The actual tariff on dutiable goods soared by 1932-33. to 59.1% in 1932. By 1933 imports decreased 66% and exports decreased 61%. Unempl0yment was 8% in 1930 but jumped to 25%. Roosevelt began lowering tariffs upon his election. But real reform waited until the Bretton Woods Agreement of 1944.
This past week brought more early warnings of Trump’s simplistic ‘us versus them’ view of trade.
Last year the President set this potential disaster in motion by instructing the Commerce Department to investigate if steel and aluminum imports threaten national security under Section 232 of the Trade expansion Act of 1962. As instructed, Commerce concluded they do.
This is in spite of the 164 anti-dumping duties on steel already in effect. There re two dozen tariffs on Chinese steel and more on aluminum. Canada accounts for 43% of our aluminum imports, but more on that later.
The tax reform act is brining money back to the US. But more tariffs will only increase the cost of doing business in all industries using steel and aluminum. Indeed more workers lost jobs (200,000 due to Bush’s 2002 steel tariff than were employed by the entire steel industry (187,500).
As we warned January 26, this ‘strategy’ plays right into the hands of China’s goal of becoming the new manufacturing super power in the world. Withdrawing from the Trans Pacific Trade Partnership puts China in that driver’s seat, free to make global arrangements. The Trump idea of a separate trade deal for each nation is foolish when so many products, like autos, are built from material imported from multiple nations.
One hopeful example is the creation of a pro-Nafta website by Mexico , no less. check out www.naftamexico.net. This English website allows one to click on each of our 50 states to see the NAFTA advantage. Columns and letters continue to sprout advocating the benefits of NAFTA. But I was discouraged again reading the latest in the US Canada trade talks.

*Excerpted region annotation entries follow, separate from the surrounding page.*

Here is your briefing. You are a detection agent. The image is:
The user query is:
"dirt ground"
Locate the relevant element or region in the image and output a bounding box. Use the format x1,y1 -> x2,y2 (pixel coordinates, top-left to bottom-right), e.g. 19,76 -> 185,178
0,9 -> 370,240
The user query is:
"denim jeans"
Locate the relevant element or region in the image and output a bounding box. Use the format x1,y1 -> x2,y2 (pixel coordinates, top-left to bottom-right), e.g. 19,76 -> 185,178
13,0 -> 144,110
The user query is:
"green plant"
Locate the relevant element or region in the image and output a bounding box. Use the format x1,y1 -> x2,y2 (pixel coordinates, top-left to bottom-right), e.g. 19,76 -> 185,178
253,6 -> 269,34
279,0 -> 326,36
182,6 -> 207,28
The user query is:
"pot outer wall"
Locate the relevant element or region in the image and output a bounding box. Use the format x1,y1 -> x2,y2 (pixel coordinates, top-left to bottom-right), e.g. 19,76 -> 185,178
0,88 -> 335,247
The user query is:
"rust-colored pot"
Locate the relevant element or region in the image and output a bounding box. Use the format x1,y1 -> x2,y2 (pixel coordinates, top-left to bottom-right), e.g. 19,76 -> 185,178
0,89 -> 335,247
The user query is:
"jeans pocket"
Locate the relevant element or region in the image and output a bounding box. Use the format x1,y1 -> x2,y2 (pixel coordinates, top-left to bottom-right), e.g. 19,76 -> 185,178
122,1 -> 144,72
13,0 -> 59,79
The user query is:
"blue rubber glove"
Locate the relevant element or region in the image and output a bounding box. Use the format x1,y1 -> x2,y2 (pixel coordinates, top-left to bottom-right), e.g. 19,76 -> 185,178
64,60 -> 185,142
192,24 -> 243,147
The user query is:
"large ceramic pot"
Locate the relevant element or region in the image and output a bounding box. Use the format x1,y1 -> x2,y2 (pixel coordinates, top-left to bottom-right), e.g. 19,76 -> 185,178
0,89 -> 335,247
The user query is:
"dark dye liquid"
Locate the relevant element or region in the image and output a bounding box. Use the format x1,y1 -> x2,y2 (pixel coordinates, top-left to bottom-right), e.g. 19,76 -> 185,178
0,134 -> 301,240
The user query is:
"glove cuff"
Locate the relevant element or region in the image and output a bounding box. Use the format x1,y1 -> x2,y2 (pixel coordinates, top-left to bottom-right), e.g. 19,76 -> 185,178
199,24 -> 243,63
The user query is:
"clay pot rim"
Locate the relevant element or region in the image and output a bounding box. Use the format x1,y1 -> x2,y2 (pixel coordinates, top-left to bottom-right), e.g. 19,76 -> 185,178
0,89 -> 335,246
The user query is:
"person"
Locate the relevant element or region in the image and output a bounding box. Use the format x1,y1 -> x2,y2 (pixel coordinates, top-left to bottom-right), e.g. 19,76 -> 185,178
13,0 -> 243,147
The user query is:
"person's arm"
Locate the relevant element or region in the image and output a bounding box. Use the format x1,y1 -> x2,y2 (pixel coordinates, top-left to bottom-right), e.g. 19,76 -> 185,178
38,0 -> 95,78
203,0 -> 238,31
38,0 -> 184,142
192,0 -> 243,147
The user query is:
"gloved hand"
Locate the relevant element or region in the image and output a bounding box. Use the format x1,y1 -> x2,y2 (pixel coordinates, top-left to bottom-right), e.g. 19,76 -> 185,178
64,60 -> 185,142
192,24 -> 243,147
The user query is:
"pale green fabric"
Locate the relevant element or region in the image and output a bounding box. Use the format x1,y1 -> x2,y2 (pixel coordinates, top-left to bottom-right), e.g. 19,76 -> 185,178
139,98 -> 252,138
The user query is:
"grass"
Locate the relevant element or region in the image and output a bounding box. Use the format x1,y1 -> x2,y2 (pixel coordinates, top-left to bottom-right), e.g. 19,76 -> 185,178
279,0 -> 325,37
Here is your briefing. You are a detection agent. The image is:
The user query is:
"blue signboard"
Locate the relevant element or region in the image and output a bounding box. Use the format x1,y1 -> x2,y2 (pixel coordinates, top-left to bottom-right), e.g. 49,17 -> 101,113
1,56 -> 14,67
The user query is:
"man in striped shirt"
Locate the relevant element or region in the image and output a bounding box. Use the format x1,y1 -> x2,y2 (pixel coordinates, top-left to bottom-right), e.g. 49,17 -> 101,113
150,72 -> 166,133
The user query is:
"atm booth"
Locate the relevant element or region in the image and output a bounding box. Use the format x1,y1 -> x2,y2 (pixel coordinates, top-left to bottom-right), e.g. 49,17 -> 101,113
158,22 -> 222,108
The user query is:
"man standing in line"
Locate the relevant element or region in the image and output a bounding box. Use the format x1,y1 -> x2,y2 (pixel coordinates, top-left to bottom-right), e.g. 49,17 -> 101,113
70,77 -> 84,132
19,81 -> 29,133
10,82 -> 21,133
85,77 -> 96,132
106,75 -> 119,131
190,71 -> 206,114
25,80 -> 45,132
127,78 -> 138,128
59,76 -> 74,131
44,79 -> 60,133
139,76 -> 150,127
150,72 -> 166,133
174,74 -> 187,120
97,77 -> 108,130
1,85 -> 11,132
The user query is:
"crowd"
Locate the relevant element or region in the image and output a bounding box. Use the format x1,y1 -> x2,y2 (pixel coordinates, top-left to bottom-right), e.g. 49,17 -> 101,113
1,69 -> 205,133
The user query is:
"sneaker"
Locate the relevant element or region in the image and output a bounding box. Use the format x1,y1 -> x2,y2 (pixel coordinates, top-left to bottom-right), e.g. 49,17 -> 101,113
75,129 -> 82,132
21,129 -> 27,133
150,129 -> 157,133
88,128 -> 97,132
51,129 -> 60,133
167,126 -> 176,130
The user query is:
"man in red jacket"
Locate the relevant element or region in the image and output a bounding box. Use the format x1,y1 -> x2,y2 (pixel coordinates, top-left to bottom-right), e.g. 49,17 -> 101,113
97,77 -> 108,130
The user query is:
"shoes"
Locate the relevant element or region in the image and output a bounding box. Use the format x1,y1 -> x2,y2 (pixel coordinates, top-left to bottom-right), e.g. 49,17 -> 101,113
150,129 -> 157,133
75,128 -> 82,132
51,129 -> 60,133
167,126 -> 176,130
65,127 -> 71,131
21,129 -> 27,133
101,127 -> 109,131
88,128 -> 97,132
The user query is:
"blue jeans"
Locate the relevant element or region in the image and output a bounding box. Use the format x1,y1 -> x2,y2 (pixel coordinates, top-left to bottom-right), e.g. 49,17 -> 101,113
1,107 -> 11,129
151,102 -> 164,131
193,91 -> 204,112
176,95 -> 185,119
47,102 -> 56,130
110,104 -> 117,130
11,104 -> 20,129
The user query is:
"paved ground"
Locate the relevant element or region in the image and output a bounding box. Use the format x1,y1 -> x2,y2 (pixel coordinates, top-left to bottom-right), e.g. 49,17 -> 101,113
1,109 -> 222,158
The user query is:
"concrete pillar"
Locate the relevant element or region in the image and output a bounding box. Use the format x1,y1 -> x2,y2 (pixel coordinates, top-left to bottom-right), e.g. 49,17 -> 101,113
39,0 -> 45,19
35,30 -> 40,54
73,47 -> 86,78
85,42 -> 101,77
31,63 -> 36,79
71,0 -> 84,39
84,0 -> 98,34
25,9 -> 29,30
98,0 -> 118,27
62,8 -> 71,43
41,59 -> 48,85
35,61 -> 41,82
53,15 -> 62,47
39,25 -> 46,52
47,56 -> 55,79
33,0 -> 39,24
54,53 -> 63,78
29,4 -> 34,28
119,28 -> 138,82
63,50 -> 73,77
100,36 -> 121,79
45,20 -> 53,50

The US runs a $12.5 billion dollar trade surplus with Canada. Apparently Canadian Prime Minister Justin Trudeau does not care for the politically incorrect President Trump. Nor does the Canadian Parliament. As a result Canada has done little to sell the trade deal Canada. We have not seen full page ads bulwarked by newspaper editorials demanding continuation of the 20 year NAFTA trade boom. Canada has been America’s closest ally and trading partner, well ever since there has been an America and Canada.
Meanwhile Trudeau has inked deals with the European Union and the Trans Pacific Partnership. Is this a literal snub, aiming to reach the same conclusion as Trump, better no deal than any perception of a flawed deal?
Then get serious about avoiding another Smoot Hawley fiasco.